Russ is stuck. He wants to cross the street and enter the building–it looks innocent enough, except for the rainbow flag that hangs from the top of the doorframe. But when Brian shows up and puts him at ease, Russ has the motivation he needs to take those two steps up.
Physically it was just two steps for Russ, but mentally and emotionally it was a huge chasm. He had acknowledged to himself that he was gay or queer or whatever terminology was currently in vogue, but once he crossed the street and entered the building everyone else would know. The building wasn’t trying to hide its purpose – there was a big rainbow flag on the door. No one could miss it – it was as if it was advertising its purpose. He looked from across the street at the people going into the building and thought they were all stereotypical of what he was, a young gay man, and even at 17 he knew that the road to acceptance by the straight world would be a long and difficult one. If he took those two steps he would be committed. He didn’t feel brave and he kept telling himself that he was too young to out himself, but if he didn’t do this now, when?

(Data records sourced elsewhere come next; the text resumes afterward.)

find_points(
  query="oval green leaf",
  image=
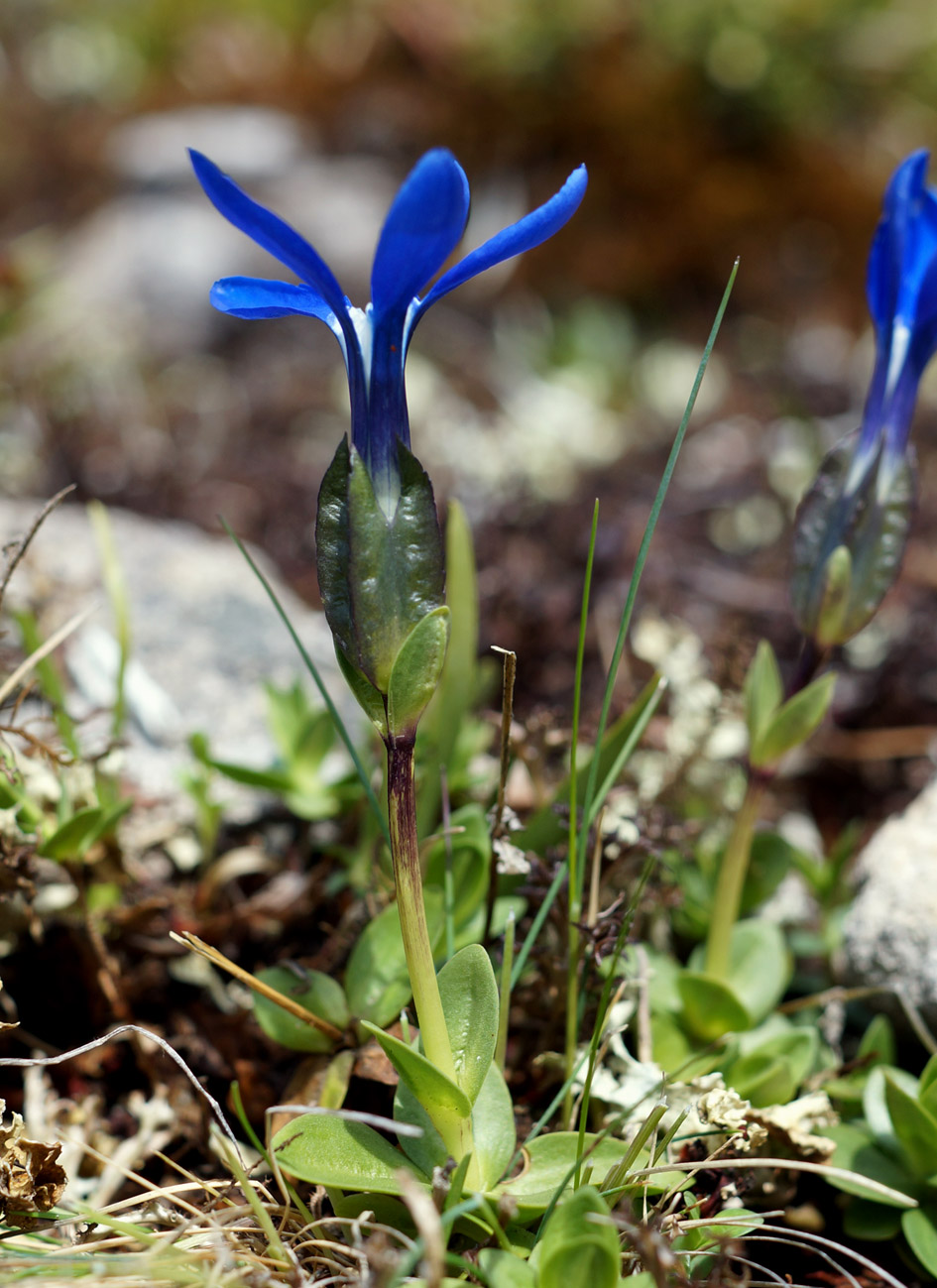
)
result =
(430, 1088)
(580, 1244)
(471, 1004)
(347, 1155)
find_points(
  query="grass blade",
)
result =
(588, 801)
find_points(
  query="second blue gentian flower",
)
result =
(854, 524)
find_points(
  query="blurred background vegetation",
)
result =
(710, 128)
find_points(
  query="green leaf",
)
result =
(794, 723)
(763, 690)
(77, 834)
(914, 1127)
(318, 994)
(430, 1088)
(772, 1072)
(493, 1127)
(858, 1151)
(874, 1222)
(927, 1089)
(377, 979)
(549, 1162)
(416, 671)
(506, 1270)
(760, 965)
(710, 1007)
(874, 534)
(469, 1002)
(265, 779)
(580, 1244)
(365, 693)
(379, 575)
(471, 841)
(919, 1228)
(426, 1150)
(347, 1155)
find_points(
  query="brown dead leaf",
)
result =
(31, 1177)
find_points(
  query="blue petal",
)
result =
(525, 235)
(421, 229)
(261, 297)
(269, 231)
(893, 248)
(285, 244)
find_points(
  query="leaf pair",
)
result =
(776, 727)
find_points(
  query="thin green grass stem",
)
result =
(626, 754)
(313, 671)
(576, 705)
(115, 585)
(731, 881)
(257, 1206)
(590, 797)
(575, 903)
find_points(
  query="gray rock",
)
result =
(890, 929)
(205, 637)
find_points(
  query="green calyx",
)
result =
(848, 547)
(382, 581)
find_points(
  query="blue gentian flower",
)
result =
(902, 300)
(421, 229)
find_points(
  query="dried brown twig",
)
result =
(21, 546)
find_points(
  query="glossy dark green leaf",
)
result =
(873, 532)
(379, 576)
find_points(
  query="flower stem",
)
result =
(729, 888)
(401, 800)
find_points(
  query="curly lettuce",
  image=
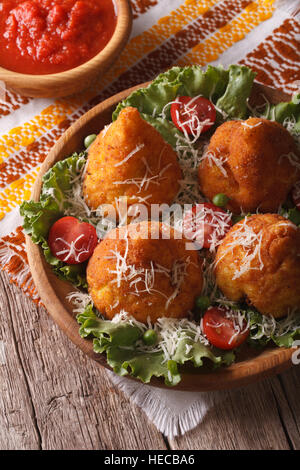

As he stood on his board on the sidewalk he was thinking that he still had 15 minutes to decide if he was going to attend the meeting since he was early, then someone said to him “you’re going to have to go in there sometime…. you might as well get it over and done with.” He turned around and pretended that he didn’t know what the guy behind him was talking about and prepared to launch on his board, but his new friend continued talking to him and seemed very knowledgeable about the building. Then he suggested to Russ that they get to know each other better in the fifteen minutes he had left before deciding whether or not to attend the meeting. Russ knew that it wasn’t that simple. It was what stepping up meant physically and emotionally. As he considered his new friend Brian’s suggestion he wondered, what did he have to lose? But he knew that whatever choice he made could be life changing — being in the closet or living his life out in the open.
Two Steps Up is the story of a very innocent young man’s coming to terms with what he is and what his decision to reveal his sexual orientation will mean for his future because there would be no turning back, but it’s more than just one person’s struggle. For those of us who are straight and have no idea about what it really takes, especially for a teenager (or anyone for that matter), to “out” himself or herself as not being part of what is considered mainstream society, this book is very poignant and revealing. The emotions of that very first time when someone basically tells the world “this is who I am” may not seem to be important or earth shattering, but to Russ it is life changing.
Sean Kennedy paints a picture that I think only someone who has lived his life under the scrutiny of society can do as effectively as he has done in Two Steps Up. I am impressed with the author’s approach to this very sensitive topic against a background of two teenagers skateboarding, and Russ experiencing his first fumbling attempt at kissing someone. Kudos to Sean Kennedy for a wonderful and insightful look at the other side. For such a short book Two Steps Up has a lot of impact!
If/when you decide to read this book you can think of it either as just a story of a gay teenager deciding to take a couple of steps, or look at it from a much broader perspective of the struggles that kids like Russ face on a daily basis.